In the time of Pekah king of Israel, Tiglath-Pileser king of Assyria came and took Ijon, Abel Beth Maakah, Janoah, Kedesh and Hazor. He took Gilead and Galilee, including all the land of Naphtali, and deported the people to Assyria. (2 Kings 15:29 NIV)
The writer of the account in Kings rattles through a number of kings who ruled the northern Kingdom of Israel in the 15th chapter of 2 Kings. These are bookmarked by the reign of two kings in the southern kingdom of Judah. Those kings of Judah followed a similar pattern to Joash – starting well in relying on God, ending not so well. At least, however, they had an ongoing intentional relationship with God. This is in complete contrast to the litany of disastrous reigns in the northern kingdom of Israel.
As soon as God’s word was fulfilled about Jehu and the fourth generation had ascended to the throne, there followed conspiracy and coup after conspiracy and coup. Jehu’s great grandson was assassinated. The man who did it became king … and subsequently was assassinated.
King after king showed little regard for God and little regard for their predecessor. Only one king succeeded his father on the throne, but inevitably even he became a victim of a conspiracy. The display of disrespect and disregard had an impact on the stability of the country. The Assyrians rose to become a prominent threat to the country, plaguing them with attack after attack, chipping away at the land, claiming portions of it and furthering the decay if the northern kingdom of Israel.

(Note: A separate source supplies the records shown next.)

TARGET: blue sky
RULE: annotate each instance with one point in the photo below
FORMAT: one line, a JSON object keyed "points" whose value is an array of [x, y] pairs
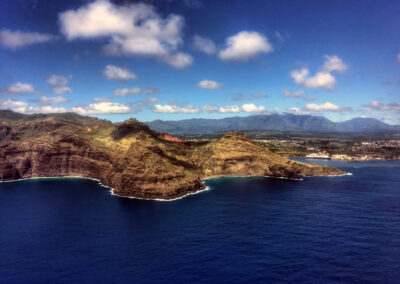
{"points": [[201, 59]]}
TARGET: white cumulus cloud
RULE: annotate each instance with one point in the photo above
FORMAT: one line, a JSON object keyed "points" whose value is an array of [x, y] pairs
{"points": [[16, 39], [115, 73], [131, 29], [20, 88], [326, 107], [252, 108], [245, 45], [333, 63], [229, 109], [323, 79], [102, 108], [204, 44], [134, 91], [24, 107], [378, 106], [295, 94], [209, 84], [59, 84], [210, 108], [175, 109], [51, 100]]}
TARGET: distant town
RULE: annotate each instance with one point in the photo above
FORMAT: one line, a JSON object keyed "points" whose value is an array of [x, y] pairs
{"points": [[326, 146]]}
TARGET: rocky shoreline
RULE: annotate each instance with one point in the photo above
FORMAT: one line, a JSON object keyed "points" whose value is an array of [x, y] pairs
{"points": [[132, 159]]}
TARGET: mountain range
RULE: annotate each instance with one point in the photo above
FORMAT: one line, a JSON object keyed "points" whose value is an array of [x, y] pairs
{"points": [[131, 158], [273, 122]]}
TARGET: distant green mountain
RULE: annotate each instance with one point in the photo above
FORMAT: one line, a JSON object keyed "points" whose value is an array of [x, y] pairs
{"points": [[130, 157], [273, 122]]}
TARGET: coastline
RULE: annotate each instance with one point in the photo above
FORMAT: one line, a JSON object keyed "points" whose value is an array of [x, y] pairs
{"points": [[205, 188]]}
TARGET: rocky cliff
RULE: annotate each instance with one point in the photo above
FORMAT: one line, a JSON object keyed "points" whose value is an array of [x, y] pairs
{"points": [[131, 158]]}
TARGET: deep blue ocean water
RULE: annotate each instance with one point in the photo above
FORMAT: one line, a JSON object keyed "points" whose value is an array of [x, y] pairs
{"points": [[318, 230]]}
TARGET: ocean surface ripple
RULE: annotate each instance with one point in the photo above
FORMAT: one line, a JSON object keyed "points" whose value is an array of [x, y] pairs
{"points": [[318, 230]]}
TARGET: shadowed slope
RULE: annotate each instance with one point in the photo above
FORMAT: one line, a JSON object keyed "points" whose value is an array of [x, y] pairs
{"points": [[130, 157]]}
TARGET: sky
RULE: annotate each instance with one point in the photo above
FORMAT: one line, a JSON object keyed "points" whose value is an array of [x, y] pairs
{"points": [[184, 59]]}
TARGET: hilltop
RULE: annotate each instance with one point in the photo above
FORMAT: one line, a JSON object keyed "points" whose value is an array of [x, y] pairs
{"points": [[130, 157]]}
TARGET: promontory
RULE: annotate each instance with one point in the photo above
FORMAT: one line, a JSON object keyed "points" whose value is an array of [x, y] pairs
{"points": [[130, 157]]}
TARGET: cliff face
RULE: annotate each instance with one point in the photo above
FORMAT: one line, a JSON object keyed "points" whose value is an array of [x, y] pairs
{"points": [[129, 157]]}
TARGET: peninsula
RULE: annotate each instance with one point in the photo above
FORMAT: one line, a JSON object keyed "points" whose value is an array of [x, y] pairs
{"points": [[130, 157]]}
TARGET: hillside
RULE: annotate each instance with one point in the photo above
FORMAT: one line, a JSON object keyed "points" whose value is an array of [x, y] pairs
{"points": [[274, 122], [130, 157]]}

Unrest and upheaval afflicted the kingdom of Israel in no small way due to the disregard for God. The length of each reign mattered little if the state of the country only worsened with each passing ruler. As other insights would inform us, it is not as though God was silent or had never left a word on how they could be. The connection is clear – do what is evil in the sight of the Lord who has clearly expressed His requirements and deal with the debilitating consequences.